Quickly enough, one can come to the conclusion that the language should be compiled (at least Pi-compiled) so that all checks are performed as much as possible at the compilation stage without VS (Versus, hereafter negative opposition) “oh, this object has no such property” in runtime. Even the scripting of the interface descriptions already leads to the necessity of complete coverage of such scripts with tests.
Personally, I don’t want to pay with my own resources (including money for faster, more expensive hardware) for interpretation, therefore, it is desirable to have a minimum of JIT compilation.
So, the requirements.
Diligently looking through the Talmuds from PVS-Studio, I found out that the most common mistakes are typos and underwritten copy-paste.
I will also add a little incidents from my experience and encountered in various literature as negative examples. Additionally updated MISRA C rules in memory.
A little later, having thought it over, I came to the conclusion that the linters applied after the fact suffer from the “survivor's mistake”, since in old projects the serious mistakes have already been corrected.
a) getting rid of similar names
- there should be a strict check of the visibility of variables and functions. Having sealed, you can use an identifier from a more general scope, instead of
- use case-insensitive names. (VS) “Let's call a function as a variable, only in Camelcases” and then compare it with something — you can do this in C (get the address of the function, which is quite a number)
- names with a difference of 1 letter should cause a warning (arguably, it can be highlighted in the IDE), but a very common mistake is copy-paste .x, .y, .w, .h.

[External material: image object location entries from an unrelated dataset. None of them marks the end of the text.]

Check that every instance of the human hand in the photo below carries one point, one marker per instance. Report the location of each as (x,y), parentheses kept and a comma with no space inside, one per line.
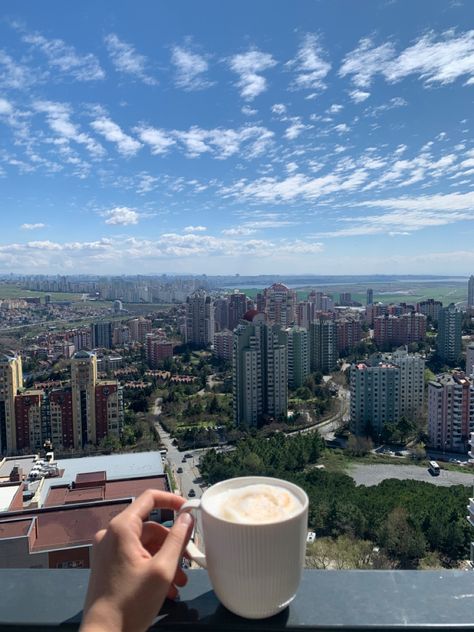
(135,566)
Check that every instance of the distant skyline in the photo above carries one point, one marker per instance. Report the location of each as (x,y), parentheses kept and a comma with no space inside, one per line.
(273,137)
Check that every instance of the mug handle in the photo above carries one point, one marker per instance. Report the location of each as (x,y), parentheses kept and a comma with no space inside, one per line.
(191,549)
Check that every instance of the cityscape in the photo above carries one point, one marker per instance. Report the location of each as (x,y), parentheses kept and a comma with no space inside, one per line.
(236,241)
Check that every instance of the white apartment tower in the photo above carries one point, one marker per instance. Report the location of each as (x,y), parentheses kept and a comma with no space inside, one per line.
(450,411)
(11,379)
(199,319)
(260,373)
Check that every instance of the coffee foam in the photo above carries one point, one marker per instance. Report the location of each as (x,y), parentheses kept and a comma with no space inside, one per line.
(254,504)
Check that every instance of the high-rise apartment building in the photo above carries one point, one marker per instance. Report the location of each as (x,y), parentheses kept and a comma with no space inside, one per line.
(375,397)
(430,308)
(450,411)
(279,304)
(260,371)
(237,309)
(139,329)
(323,345)
(470,359)
(412,381)
(223,344)
(298,356)
(102,335)
(11,380)
(157,350)
(348,333)
(394,331)
(199,319)
(470,292)
(449,334)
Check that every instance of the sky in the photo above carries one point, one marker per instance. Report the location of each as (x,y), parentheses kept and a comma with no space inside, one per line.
(251,137)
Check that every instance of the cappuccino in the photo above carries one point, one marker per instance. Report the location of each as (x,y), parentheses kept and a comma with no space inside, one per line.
(254,504)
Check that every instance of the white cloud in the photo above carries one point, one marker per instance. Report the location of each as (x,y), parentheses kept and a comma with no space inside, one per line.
(64,58)
(195,229)
(58,117)
(126,59)
(359,95)
(126,145)
(311,67)
(279,108)
(36,226)
(158,139)
(121,215)
(433,59)
(248,111)
(248,66)
(5,107)
(190,67)
(14,75)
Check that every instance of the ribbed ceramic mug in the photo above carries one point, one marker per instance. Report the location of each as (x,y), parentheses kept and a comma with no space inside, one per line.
(255,569)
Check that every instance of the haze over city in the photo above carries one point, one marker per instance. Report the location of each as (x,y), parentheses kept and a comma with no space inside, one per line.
(260,138)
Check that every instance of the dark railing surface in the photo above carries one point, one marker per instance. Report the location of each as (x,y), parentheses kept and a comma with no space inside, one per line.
(36,599)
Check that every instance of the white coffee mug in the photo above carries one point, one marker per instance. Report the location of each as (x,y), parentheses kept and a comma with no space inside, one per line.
(255,569)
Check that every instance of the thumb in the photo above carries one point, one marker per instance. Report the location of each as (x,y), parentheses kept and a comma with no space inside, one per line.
(173,547)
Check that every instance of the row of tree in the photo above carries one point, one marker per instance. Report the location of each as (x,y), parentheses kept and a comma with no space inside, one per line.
(408,519)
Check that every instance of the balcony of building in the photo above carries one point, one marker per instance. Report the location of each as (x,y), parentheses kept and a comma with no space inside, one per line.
(37,599)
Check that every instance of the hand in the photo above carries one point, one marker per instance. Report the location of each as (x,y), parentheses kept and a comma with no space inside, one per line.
(135,566)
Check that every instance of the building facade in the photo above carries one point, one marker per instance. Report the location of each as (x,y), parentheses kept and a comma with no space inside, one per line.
(323,345)
(199,319)
(298,356)
(11,380)
(260,371)
(375,397)
(451,412)
(449,334)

- we do not allow different entities to be named the same way - if there is a constant with this name, then there should not be a variable of the same name or a type name
- it is extremely desirable to check the naming across all modules of the project - it is easy to confuse, especially if different modules are written by different people
b) Once mentioned - there should be modularity and preferably hierarchical - VS project of 12000 files in one directory - this is hell of a search.
Another modularity is required for descriptions of data exchange structures between different parts (modules, programs) of the same project. VS Encountered an error due to different alignment of numbers in the exchange structure in the receiver and transmitter.

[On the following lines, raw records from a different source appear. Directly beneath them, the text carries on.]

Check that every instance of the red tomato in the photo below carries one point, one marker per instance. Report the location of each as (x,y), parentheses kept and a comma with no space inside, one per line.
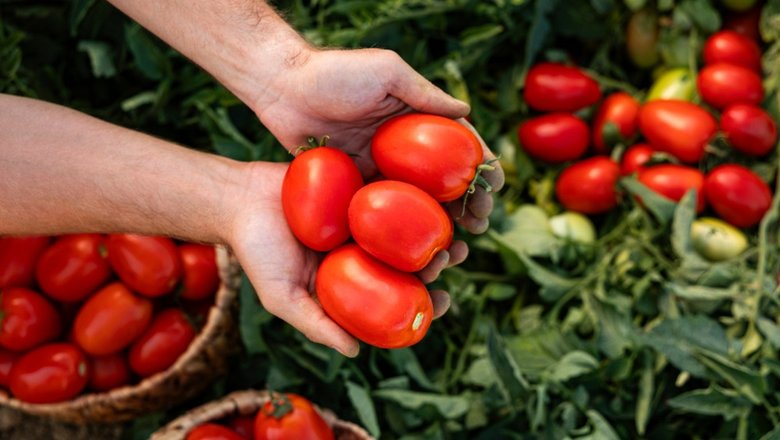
(200,275)
(737,195)
(27,319)
(721,85)
(730,47)
(50,373)
(679,128)
(620,109)
(73,267)
(18,256)
(372,301)
(555,137)
(673,181)
(111,320)
(749,129)
(316,191)
(588,186)
(554,87)
(434,153)
(380,223)
(290,416)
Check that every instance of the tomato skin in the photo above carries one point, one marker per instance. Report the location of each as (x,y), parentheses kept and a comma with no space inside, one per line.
(380,223)
(679,128)
(620,109)
(737,195)
(554,137)
(316,191)
(28,319)
(749,129)
(50,373)
(721,85)
(149,265)
(588,186)
(111,320)
(372,301)
(434,153)
(555,87)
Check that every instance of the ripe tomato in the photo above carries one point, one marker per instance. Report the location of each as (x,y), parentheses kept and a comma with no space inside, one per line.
(50,373)
(554,87)
(316,191)
(588,186)
(18,256)
(27,319)
(721,85)
(436,154)
(730,47)
(737,195)
(679,128)
(372,301)
(620,109)
(111,320)
(749,129)
(380,224)
(73,267)
(555,137)
(290,416)
(673,181)
(162,343)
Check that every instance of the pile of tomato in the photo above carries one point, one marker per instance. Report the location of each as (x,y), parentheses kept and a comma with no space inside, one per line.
(93,312)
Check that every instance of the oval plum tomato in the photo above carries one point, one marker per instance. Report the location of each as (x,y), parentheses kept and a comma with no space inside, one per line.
(289,416)
(380,223)
(722,84)
(730,47)
(372,301)
(200,275)
(619,109)
(588,186)
(749,129)
(316,191)
(737,195)
(434,153)
(673,181)
(27,319)
(18,257)
(149,265)
(162,343)
(50,373)
(111,320)
(555,137)
(679,128)
(555,87)
(73,267)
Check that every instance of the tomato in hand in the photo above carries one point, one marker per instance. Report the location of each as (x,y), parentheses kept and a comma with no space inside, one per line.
(434,153)
(372,301)
(737,195)
(555,137)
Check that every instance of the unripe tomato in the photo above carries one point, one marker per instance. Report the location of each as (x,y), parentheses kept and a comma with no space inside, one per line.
(555,137)
(721,85)
(372,301)
(737,195)
(555,87)
(679,128)
(749,129)
(316,191)
(50,373)
(588,186)
(434,153)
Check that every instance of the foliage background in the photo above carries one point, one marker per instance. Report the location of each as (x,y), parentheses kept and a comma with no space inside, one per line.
(633,337)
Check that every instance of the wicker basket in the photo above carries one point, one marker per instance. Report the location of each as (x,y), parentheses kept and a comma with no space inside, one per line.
(246,403)
(205,360)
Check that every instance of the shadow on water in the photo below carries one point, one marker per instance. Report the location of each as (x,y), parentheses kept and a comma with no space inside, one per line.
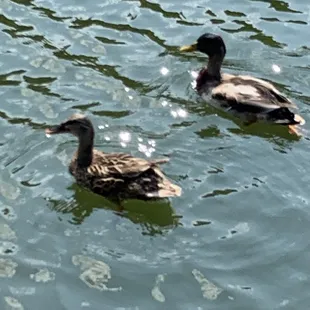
(277,134)
(154,217)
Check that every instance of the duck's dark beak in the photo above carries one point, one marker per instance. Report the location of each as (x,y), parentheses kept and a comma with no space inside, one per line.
(189,48)
(56,130)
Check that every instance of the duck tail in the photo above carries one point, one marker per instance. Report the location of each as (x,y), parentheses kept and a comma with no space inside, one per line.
(283,116)
(159,161)
(165,188)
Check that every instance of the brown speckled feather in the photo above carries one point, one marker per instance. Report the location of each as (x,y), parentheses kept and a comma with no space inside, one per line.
(250,92)
(124,175)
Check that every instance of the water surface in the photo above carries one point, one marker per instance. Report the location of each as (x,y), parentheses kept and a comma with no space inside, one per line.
(236,239)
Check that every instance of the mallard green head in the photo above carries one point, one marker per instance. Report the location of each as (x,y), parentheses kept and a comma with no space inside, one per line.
(78,125)
(207,43)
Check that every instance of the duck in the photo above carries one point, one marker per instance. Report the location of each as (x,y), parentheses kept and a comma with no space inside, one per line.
(118,175)
(249,98)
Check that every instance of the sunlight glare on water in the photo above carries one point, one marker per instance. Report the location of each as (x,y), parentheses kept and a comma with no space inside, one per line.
(237,236)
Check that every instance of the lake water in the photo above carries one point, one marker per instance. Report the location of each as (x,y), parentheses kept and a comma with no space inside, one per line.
(238,238)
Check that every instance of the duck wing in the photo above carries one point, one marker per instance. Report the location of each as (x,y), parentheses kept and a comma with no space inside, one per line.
(139,177)
(120,165)
(248,94)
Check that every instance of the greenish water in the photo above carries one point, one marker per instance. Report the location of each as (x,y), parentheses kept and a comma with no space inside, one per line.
(238,236)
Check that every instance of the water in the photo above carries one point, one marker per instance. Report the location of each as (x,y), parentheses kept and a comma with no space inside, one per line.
(236,239)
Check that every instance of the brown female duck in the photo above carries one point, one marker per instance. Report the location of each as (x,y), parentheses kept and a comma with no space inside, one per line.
(115,174)
(246,97)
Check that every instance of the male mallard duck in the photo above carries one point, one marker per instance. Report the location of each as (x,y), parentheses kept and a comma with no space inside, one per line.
(249,98)
(115,174)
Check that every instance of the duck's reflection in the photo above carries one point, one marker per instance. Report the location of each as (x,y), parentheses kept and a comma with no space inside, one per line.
(154,217)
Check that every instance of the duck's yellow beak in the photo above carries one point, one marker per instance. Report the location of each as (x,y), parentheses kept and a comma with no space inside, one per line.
(189,48)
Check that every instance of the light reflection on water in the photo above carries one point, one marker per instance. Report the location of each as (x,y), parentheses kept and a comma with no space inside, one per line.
(234,240)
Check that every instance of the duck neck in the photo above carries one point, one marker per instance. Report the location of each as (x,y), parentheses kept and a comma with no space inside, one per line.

- Eliminate the possibility of duplicate linking (layout).
c) Ambiguities
- There must be a certain order of function calls. When writing X = funcA () + fB () or Fn (funcA (), fB (), callC ()) - it should be understood that the person expects to get the calculations in the written order, (VS) and not how the optimizer thought of himself.
- Exclude similar operators. Not like in C: + ++, <<<, | ||, & &&, = ==
- It is desirable to have a few clear operators and with obvious priority. Hello from the ternary operator.
- Redefinition of operators is rather harmful. You write i: = 2, but (VS) in fact it causes an implicit creation of an object for which there is not enough memory, and the disk crashes when swapping and your satellite falls to Mars :-(
In fact, from personal experience I observed a crash on the string ConnectionString = “DSN”, this turned out to be the setter who opened the database (and the server was not visible on the network).
- Initialization of all variables by default values is necessary.
- Also, the OOP approach saves from the forgetfulness of reassigning all the fields in an object to a new one-hundredth function.
- The type system should be safe - control of the dimensions of the objects to be assigned is needed - protection against memory overwriting, arithmetic overflow like 65535 + 1, loss of accuracy and significance when casting, excluding the comparison of the incomparable - the whole 2 is not 2.0 in the general case.
And even a typical division by 0 can give a well-defined + INF, instead of an error - you need a precise definition of the result.
- The program should work on any input data and preferably, approximately the same time. (VS) Hello to Android with a response to the button tube from 0.2s to 5s; Well, that is not Android controls automotive ABS.
For example, the program should correctly process both 1Kb of data and 1TB without exhausting the system resources.
- It is highly desirable to have reliable and unambiguous error handling in PL RAII that does not lead to side effects (resource leaks, for example). (VS) A very fun thing - a handles leak, it can manifest itself in many months.
- It would be nice to protect against stack overflow - recursion is prohibited.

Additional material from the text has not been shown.